El francés ocupa en mi vida un lugar complejo, está cargado de pasiones. De chica quise aprenderlo porque a mi madre le había sido negado. Hija de franceses, sus padres cambiaron de lengua al tercer hijo. Mi madre era la octava. En lugar de hablar francés con la familia, mis abuelos pasaron al español, hablando francés solo entre ellos. Yo quise recuperar esa lengua materna, para que mi madre, al igual que mi padre, tuviera dos lenguas. Ser monolingüe parecía pobreza.
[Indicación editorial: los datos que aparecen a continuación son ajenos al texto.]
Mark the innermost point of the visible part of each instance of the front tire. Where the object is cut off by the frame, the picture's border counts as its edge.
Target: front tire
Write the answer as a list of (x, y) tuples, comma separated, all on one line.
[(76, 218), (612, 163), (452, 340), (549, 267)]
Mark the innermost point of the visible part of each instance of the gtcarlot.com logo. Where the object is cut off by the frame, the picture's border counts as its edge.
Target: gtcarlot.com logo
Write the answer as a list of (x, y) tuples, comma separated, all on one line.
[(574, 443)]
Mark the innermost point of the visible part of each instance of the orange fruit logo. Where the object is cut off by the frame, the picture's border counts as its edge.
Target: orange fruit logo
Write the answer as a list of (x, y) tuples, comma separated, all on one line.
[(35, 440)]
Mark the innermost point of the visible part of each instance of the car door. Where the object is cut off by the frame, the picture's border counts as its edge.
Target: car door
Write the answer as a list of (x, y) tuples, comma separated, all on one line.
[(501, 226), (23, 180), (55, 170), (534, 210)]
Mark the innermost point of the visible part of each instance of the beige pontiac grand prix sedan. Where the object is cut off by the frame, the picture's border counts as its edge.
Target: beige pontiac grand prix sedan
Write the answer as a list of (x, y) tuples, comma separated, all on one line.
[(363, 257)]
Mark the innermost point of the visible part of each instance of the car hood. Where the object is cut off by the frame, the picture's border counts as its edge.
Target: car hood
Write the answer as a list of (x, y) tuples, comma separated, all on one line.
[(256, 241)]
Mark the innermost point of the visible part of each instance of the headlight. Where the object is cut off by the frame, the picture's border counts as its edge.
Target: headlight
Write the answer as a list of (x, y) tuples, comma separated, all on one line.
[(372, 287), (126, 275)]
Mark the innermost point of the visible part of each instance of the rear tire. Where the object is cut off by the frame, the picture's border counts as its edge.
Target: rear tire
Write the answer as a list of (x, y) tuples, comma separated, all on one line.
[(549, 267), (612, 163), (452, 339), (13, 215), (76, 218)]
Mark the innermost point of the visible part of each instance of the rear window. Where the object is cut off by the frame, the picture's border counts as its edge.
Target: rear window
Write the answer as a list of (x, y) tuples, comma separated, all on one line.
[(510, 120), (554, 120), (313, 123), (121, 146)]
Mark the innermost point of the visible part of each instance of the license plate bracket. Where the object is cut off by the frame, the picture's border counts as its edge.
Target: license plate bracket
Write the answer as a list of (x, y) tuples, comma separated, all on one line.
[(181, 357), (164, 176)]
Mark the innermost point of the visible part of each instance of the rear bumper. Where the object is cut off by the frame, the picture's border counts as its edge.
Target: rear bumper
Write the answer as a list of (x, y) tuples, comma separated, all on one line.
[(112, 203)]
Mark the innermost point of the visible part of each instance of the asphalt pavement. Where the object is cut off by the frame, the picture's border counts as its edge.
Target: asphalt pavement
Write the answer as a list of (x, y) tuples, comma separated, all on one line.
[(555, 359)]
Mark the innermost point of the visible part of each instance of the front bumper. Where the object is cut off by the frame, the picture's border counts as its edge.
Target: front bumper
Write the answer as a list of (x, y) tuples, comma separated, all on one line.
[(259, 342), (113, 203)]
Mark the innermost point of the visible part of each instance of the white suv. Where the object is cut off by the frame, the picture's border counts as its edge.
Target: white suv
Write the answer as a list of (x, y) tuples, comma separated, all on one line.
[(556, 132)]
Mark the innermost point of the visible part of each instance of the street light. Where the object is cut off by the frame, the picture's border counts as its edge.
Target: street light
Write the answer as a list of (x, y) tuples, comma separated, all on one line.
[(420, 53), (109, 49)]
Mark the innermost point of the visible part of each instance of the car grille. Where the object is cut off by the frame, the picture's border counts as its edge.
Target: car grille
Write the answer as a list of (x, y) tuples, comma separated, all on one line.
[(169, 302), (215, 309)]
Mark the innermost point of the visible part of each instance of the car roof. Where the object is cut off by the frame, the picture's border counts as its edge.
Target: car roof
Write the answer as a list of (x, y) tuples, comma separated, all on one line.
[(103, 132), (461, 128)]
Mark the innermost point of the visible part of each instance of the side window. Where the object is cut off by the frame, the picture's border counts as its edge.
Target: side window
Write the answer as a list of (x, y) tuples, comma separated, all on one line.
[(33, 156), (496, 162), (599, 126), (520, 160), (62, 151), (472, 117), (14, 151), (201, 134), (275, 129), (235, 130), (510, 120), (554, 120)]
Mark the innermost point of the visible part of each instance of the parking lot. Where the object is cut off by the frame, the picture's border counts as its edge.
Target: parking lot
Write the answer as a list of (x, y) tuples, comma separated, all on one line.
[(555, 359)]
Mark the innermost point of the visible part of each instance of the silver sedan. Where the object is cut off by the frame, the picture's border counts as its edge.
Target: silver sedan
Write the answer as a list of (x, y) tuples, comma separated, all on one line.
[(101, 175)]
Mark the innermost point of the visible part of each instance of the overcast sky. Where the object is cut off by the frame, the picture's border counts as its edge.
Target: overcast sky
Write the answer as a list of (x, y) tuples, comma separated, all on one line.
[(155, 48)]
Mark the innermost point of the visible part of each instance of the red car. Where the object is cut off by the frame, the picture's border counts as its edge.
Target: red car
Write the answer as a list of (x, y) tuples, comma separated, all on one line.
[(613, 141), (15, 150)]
El francés cobró nuevo ímpetu en mi vida cuando empecé a estudiar literatura francesa. Me deslumbró una profesora, apenas diez años mayor que yo. Era infeliz en su matrimonio, o por lo menos así decían. Adapté mis gustos literarios a los suyos: Racine era mejor que Corneille, Proust más interesante que Gide. Adquirir esta última preferencia fue difícil, como más tarde fue arduo pasar, también a causa de una mujer, de preferir perros a preferir gatos, pero el amor lo puede todo. Fue difícil porque secretamente me reconocía más en Gide: en su protestantismo, en sus interminables debates morales acerca de una sexualidad que yo adivinaba ser la mía aunque no estaba del todo segura, en la eficacia de ciertas frases suyas aprendidas de memoria, a modo de talismán, que aún, con mayor o menor exactitud, recuerdo: “Chacun doit suivre sa pente, pourvu que ce soit en montant”. Proust no apelaba a mis preocupaciones éticas de adolescente de la misma manera.
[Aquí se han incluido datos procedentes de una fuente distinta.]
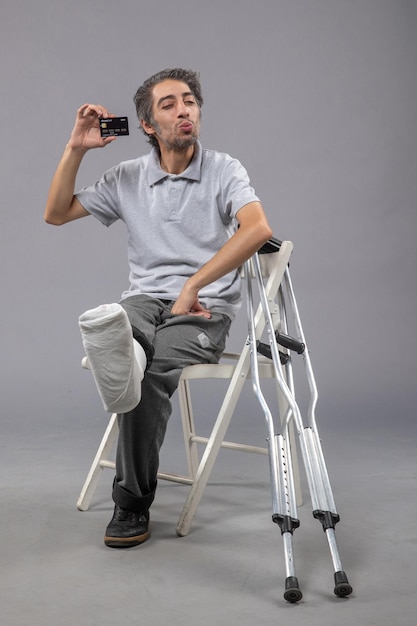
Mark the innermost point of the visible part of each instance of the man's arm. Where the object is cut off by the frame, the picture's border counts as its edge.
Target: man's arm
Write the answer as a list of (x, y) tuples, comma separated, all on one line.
[(62, 206), (253, 232)]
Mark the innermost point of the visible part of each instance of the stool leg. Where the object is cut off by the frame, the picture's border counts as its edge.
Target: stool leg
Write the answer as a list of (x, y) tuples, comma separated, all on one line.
[(100, 461)]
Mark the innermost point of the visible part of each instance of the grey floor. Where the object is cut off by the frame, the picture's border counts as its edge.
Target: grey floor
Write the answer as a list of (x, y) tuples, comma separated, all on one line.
[(56, 569)]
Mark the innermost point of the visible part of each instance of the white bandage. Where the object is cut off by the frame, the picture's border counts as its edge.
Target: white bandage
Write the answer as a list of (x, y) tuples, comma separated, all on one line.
[(117, 361)]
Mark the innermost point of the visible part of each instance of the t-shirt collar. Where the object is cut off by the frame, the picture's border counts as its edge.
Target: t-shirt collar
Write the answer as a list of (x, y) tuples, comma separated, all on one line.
[(193, 171)]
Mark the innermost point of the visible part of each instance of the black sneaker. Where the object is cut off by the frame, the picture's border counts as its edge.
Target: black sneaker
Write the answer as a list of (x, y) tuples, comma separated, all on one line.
[(127, 528)]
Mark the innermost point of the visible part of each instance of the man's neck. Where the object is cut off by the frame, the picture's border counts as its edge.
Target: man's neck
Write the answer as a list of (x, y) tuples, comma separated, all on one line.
[(176, 161)]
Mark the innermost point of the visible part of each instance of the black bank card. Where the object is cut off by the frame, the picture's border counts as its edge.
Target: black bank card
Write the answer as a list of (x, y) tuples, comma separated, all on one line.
[(114, 126)]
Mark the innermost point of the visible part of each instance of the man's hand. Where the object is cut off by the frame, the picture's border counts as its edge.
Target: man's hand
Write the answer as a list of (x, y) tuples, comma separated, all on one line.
[(188, 303), (86, 132)]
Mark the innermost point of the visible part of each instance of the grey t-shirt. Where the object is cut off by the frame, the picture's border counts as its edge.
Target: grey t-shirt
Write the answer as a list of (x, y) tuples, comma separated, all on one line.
[(175, 223)]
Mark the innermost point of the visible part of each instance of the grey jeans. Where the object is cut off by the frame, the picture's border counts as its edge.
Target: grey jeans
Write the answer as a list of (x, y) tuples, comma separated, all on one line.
[(171, 342)]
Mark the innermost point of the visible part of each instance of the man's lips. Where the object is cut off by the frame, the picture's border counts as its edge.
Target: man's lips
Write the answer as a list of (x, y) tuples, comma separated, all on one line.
[(186, 126)]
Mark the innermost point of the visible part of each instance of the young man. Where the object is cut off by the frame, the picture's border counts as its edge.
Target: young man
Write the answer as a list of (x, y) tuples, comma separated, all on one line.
[(192, 219)]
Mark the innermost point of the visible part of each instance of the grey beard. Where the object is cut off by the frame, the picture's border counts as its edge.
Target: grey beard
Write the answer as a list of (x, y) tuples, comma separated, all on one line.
[(181, 144)]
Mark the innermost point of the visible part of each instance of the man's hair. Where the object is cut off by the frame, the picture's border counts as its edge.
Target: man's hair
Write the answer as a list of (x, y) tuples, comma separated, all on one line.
[(143, 96)]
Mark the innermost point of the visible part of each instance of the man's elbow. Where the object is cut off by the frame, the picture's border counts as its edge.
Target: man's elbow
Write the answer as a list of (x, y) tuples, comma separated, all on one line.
[(51, 218), (264, 233)]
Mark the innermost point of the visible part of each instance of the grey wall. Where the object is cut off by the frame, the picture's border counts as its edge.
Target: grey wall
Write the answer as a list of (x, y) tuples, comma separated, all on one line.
[(316, 97)]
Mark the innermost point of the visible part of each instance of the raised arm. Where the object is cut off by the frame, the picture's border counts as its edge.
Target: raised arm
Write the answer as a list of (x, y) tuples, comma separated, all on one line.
[(253, 232), (62, 206)]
Mi profesora de francés quería practicar inglés, me sugirió que intercambiáramos lecciones. Yo iba a su casa dos tardes por semana, cuando estaba sola. Sus hijos, todavía pequeños, estaban en la escuela. Hacíamos resúmenes de libros que habíamos leído, conversábamos, ella necesitaba perfeccionar su ortografía y me pedía dictados. Recuerdo una vez que abrí al azar el libro que ella estaba leyendo y empecé a dictar un párrafo cualquiera, sin fijarme demasiado en el contenido. Solo recuerdo que al llegar a una frase que decía que el protagonista “gave a low, sexual laugh”, o algo por el estilo, me turbé, pero logré seguir adelante. Tenía miedo de que se diera cuenta de algo, que pensara que había elegido el pasaje a propósito. Siempre pensé que ese libro era Tono-Bungay de H. G. Wells, no sé bien porqué. Hasta el día de hoy no he localizado aquella frase.
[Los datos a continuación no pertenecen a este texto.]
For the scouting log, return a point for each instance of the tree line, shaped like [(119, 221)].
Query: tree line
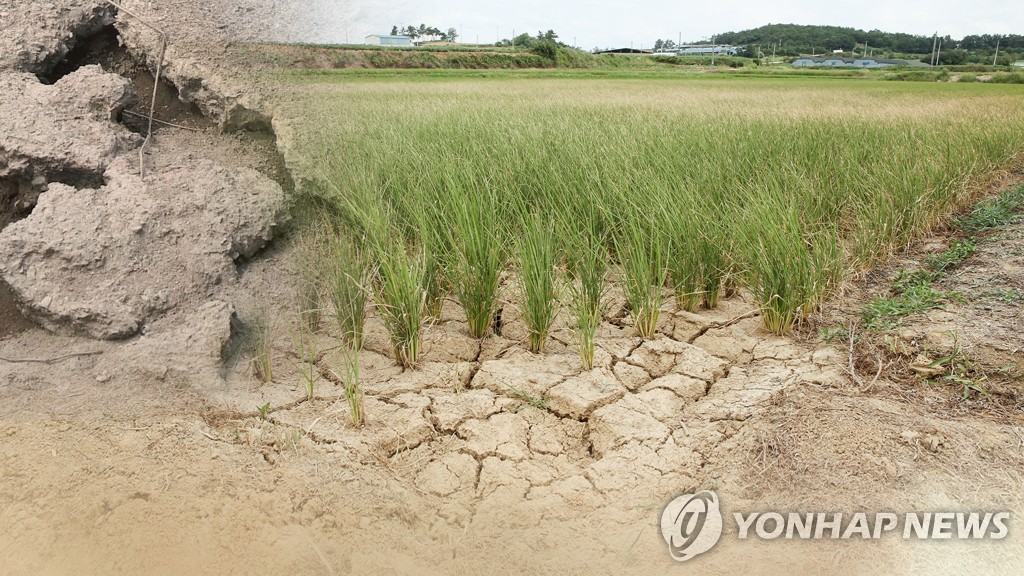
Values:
[(791, 39)]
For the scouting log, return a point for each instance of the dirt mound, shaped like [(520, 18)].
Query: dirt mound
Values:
[(38, 35), (105, 260), (58, 133)]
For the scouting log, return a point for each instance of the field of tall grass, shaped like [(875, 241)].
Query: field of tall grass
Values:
[(782, 188)]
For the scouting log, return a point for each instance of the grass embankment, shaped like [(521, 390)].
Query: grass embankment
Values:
[(782, 188), (465, 57)]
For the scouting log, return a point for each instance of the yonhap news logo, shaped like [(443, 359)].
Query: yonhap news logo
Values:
[(692, 524)]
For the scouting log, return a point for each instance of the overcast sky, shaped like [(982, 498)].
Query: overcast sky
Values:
[(620, 23)]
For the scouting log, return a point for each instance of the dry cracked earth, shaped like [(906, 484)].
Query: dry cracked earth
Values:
[(130, 436)]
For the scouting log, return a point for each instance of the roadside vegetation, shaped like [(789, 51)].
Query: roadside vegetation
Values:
[(675, 193)]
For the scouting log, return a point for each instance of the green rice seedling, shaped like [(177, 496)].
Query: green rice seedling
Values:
[(715, 262), (993, 212), (537, 280), (479, 259), (434, 285), (304, 345), (587, 287), (350, 381), (348, 281), (643, 252), (777, 262), (400, 301), (260, 338), (685, 259)]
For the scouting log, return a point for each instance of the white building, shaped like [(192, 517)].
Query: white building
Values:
[(387, 40)]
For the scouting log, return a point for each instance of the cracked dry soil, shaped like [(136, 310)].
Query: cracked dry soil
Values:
[(147, 456)]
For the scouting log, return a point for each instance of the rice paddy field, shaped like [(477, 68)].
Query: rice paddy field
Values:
[(674, 191)]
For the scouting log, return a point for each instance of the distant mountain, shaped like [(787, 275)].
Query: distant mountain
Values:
[(794, 39)]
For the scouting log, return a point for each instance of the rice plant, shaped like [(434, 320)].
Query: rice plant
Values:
[(309, 261), (350, 381), (478, 260), (305, 350), (400, 301), (537, 280), (348, 283), (780, 196), (643, 252), (587, 287)]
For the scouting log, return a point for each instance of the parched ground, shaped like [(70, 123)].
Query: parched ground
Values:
[(488, 459), (150, 456)]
Llegó el día en que mi profesora anunció que se marchaba de la Argentina. Su marido, empleado consular, había sido trasladado a Istambul. Dimos nuestra última clase de conversación, luego llegó el marido, me ofreció algo de tomar, y se me fue la bebida a la cabeza. En el momento de despedirme, no supe qué decir, torpemente estreché manos, formalmente y en silencio. Esa noche dormí mal, lloré. Me sorprendió mi madre, a quien solo le dije que estaba triste porque no me había despedido como correspondía de Madame X. Al día siguiente mi madre apareció con un par de juguetes. Son para los chicos, me dijo, lleváselos, decile que ayer te olvidaste. Así podés darle a Madame X el beso que no le diste.